The Talmud tells a strange story about Rabbi Shimon Bar Yochai. After criticising the Roman government of Israel, Rabbi Shimon was threatened with persecution and death. In desperation, he and his son (Rabbi Elazar) ran away and hid in a cave for fourteen years. While in that cave, G-d sustained them with a miraculous carob tree, and they spent the time in the deepest of Torah study. When they could finally come out, they could not believe what they saw! People were working, farming, and making a living. The shame! They should be spending the time in Torah study instead. So everywhere that Rabbi Shimon and his son looked burst into flame. Immediately, a heavenly voice rang out and told them: "did you come out to destroy my world? Return to your cave." They returned for one year and then came out, realising that the world needed both the people who worked and the people who learned Torah.

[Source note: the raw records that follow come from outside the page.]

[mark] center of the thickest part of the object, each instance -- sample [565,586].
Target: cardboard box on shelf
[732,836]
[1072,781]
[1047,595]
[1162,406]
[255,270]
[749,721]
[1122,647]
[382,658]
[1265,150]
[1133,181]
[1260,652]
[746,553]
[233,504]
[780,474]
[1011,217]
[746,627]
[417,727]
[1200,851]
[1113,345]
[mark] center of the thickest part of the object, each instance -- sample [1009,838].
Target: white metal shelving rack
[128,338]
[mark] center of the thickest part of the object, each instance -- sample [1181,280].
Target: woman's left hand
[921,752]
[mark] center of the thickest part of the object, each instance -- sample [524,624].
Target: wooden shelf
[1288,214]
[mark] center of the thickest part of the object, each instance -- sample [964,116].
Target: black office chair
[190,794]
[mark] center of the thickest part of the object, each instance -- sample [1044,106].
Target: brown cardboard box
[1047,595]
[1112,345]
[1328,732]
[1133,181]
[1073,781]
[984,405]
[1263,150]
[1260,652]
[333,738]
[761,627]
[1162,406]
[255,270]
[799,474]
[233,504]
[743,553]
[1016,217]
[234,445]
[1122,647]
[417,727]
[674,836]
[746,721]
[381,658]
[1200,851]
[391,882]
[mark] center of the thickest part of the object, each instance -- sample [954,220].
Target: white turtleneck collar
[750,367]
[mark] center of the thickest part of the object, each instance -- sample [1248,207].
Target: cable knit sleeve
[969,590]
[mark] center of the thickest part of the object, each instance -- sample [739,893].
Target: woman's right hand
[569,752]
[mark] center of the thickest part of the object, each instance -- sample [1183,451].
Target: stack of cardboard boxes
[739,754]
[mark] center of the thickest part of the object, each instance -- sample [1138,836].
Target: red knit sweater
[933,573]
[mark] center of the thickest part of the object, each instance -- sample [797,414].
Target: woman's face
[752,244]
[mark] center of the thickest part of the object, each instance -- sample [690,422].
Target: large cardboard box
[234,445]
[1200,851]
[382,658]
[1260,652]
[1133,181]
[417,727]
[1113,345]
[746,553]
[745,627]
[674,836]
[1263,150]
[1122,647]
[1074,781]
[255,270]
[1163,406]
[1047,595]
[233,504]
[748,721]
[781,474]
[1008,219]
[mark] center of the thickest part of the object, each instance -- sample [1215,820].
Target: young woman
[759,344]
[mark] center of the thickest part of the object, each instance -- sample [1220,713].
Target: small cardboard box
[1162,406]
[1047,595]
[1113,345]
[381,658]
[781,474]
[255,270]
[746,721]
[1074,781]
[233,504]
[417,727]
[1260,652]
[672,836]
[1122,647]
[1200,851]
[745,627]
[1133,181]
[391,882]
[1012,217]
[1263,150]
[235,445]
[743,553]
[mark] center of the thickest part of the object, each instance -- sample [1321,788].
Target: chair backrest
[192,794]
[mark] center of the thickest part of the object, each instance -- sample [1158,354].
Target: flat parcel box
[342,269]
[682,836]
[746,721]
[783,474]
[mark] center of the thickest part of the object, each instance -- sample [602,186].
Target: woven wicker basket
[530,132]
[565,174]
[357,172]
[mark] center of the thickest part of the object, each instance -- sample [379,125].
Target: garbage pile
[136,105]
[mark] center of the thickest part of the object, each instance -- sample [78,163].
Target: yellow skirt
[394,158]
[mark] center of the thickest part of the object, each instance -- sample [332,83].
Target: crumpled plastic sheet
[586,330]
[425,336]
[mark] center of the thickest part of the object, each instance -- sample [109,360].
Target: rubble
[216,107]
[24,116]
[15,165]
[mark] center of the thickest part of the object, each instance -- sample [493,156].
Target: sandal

The story is puzzling. What was Rabbi Shimon's objection to people working? What lesson did he learn by returning to the cave? What conclusion should we draw from all of this? Rabbi Shimon was a Torah study absolutist, much like many in our world today. He could not accept that other people would not spend their time as he did, immersed in the divine word at all times. "G-d ought to have made man with two mouths, one for Torah study and one for secular purposes," he once remarked. That way, you could spend all your time studying, even while pursuing other necessary activities. G-d sent him back because he missed something important. The Jewish people need specialists who can have genuine expertise in G-d's word, and we need people who will work hard to build the world. Rabbi Shimon was wrong not because he spent his time incorrectly but because of his intolerance. Returning to the cave gave him time to reflect on these facts. This week we celebrated Lag BaOmer, Rabbi Shimon's yahrtzeit. It is a day to celebrate his legacy and the power of his message. We will also read the Parsha of Behar, which concerns itself with the mundanities of agriculture and building the Jewish presence in the Land of Israel. The Parsha begins by telling us that G-d delivered these messages in the desert of Sinai. The commentaries immediately ask why we need to say this before discussing agricultural laws. The most straightforward answer is that the Torah is as concerned with our material prosperity, our supply of food, as it is with far loftier ideals, or perhaps even more.
This day and this Parsha should be paired. They match each other. The Parsha tells us that G-d cares profoundly about our physical circumstances. The day commemorates the man who rediscovered this fundamental truth. As we progress to Shavuot, let us all think about how we can integrate our spiritual and physical lives and make the transition between them seamless.